Let me first state a couple of core beliefs I have about employee surveys.
First, talent management is about having great conversations. Conversations are a place where two people come together and do equal amounts of listening and sharing. To accomplish it, great conversations start with a question. Especially for people in power (leaders, parents, etc.), before you respond to anything you need to know what the other person is thinking and/or feeling. As soon as your opinion hits the table, it changes the conversation. Culture is built one relationship at a time, so doing this listening / sharing / conversation thing well is critical to people feeling good about their role, feeling part of something special, knowing what they need to be working on, etc . . . FYI – this is often called Employee Engagement.

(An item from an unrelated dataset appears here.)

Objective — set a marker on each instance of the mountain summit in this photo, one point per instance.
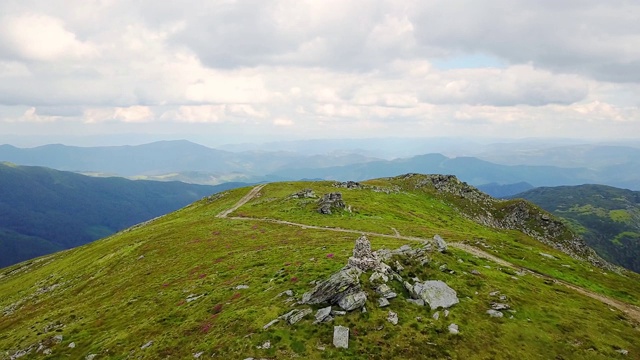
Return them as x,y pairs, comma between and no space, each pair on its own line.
439,270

Secondly, an employee survey is the leadership team asking two general questions of each person in their organization: How are you feeling? How are we doing as leaders? When the answers are rolled up by team, division, entire organization, some great things emerge (your organizational strengths) and some themes that point you towards areas where you can improve your culture / leadership also emerge. What you do with those answers tells the organization you are listening, and ultimately makes people FEEL like someone is listening to them and willing to respond to their feedback. (ie. your opinion matters) The debrief is to find a way to start another conversation to establish some priorities around – What do we need to KEEP doing? What do we need to START doing? What do we need to STOP doing? Notice I always use WE because this is not a leadership to do list. Culture is everyone working to make your organization a special place to work.
Here are a few questions that I ask clients:
Q1: Give me your gut answer – Why do you think you need to do one? What would you want out of a survey?

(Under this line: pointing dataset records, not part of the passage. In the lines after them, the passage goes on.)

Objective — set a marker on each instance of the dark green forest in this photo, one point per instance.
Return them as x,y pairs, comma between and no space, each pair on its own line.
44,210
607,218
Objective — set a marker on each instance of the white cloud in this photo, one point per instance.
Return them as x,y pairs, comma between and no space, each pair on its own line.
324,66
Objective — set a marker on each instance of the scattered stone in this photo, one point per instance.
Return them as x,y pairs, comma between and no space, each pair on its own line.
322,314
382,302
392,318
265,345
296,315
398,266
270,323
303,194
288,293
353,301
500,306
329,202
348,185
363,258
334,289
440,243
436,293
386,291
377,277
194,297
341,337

Take a look at the answer and if contains any messages like “have to” or “always done one” or “they did one so we should” then I would recommend thinking through it a little more. By themselves, these are the wrong reasons.
Was one of your answers to the second question “to identify ineffective leaders”? Safety is critical in these surveys, and leadership effectiveness should be measured by performance of the team (metrics) and cultural fit (which can be assessed by a survey). If your metrics and/or accountability for performance are weak, a survey is not the place to start. Focus your efforts on one on one ongoing management conversations and your annual performance conversations.

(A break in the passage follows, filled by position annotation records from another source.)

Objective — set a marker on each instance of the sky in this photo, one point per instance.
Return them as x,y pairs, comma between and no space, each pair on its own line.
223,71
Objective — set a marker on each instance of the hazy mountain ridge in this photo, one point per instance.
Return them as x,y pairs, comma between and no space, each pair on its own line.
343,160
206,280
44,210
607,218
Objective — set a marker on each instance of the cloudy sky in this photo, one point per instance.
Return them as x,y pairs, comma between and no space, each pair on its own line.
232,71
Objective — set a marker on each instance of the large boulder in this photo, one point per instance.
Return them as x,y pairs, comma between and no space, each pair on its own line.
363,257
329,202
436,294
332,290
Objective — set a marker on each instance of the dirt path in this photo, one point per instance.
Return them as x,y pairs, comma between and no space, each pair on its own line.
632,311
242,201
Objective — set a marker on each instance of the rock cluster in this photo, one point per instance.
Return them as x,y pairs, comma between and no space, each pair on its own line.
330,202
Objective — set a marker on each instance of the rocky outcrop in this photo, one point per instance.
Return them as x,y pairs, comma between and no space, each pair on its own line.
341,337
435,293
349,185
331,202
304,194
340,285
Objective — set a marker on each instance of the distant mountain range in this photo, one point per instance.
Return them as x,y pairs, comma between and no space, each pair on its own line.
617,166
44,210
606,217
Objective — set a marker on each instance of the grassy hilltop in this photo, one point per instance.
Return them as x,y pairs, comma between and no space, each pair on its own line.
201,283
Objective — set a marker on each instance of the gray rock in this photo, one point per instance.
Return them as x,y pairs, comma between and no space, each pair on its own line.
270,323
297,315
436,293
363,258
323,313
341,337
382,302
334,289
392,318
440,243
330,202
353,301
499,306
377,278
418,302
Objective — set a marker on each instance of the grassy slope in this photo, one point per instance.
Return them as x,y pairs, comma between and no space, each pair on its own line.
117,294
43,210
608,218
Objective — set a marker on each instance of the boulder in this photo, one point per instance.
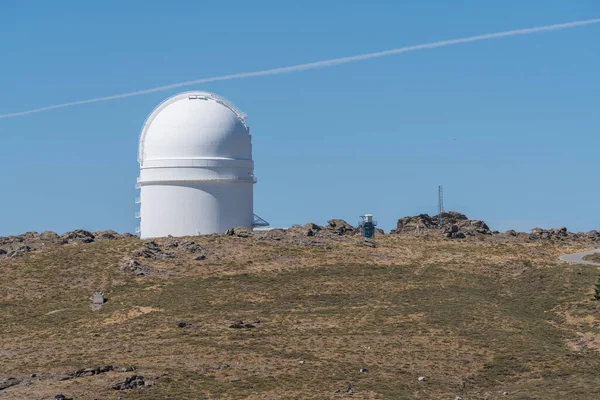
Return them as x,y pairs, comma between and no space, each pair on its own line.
49,236
132,382
340,227
550,234
78,236
153,251
452,222
134,268
8,382
239,231
106,235
18,251
413,224
270,234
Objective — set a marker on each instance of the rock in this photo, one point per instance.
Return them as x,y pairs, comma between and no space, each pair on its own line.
310,229
340,227
369,243
457,235
189,246
452,222
135,268
151,250
8,382
413,224
78,236
275,234
106,235
132,382
239,231
49,236
18,251
550,234
171,242
86,372
97,300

If your answer to the second question is rooted in a discontent that you are feeling or you have had some surprises in outlying divisions where key people have left suddenly that surprised you but did not surprise the people that were left (or maybe they were thankful), then there is probably an issue in how effectively the leadership team is in listening to the entire organization and identifying opportunities to strengthen culture. Any employee survey can help address this, and an ROI number can probably be determined.
Q2: What do you think you do well as leaders? What makes this place special?
Q3: How do you think your people would answer the above Q2 questions? What is your confidence level, based on your current habits around leaders listening to concerns AND cascading those positive and negative themes up the organization so the leadership team can continue to maintain/build culture through strategy?
Q4: Is that confidence level from Q3 good enough for you to say you are effectively listening to your people?
If yes, spend your time and resources somewhere else.
If NO, then a survey can help you listen and put some reasons around both the positive and the negative vibes you are getting from your people.
A few comments to those organizations that are growing quickly . . . . . .
My experience is that there are two things that get in the way of listening well – growth (bigger and locations) and management layers. If you have 4+ locations it is difficult for any leader to get there often enough to establish the familiarity and relationships with the team so they can get an accurate reading of what people are feeling. Habits like monthly breakfasts with groups, showing up at lunch and sitting with different people weekly (or daily) are all habits that replace the need for surveys. This is just not a CEO habit, but a habit for all executive leaders.
Management layers make it difficult for accurate information to move up the organization. If you have 4 or more layers of management (CEO – frontline supervisor) it is hard to move opinions/feedback up and down the organization effectively. Remember the telephone game as kids? A message gets passed around a circle until the person who started the message gets it back. Is the end message ever the same as when it started? Rarely. Hmmmmm . . . . . . Layers create the same situation. If you have 4 or more layers of management it makes listening and reacting a little bit like the telephone game.
So the bottom line is that the answer to Do we need to do a survey is . . . . It depends.
What other reasons or resources would you add to this post based on your experience?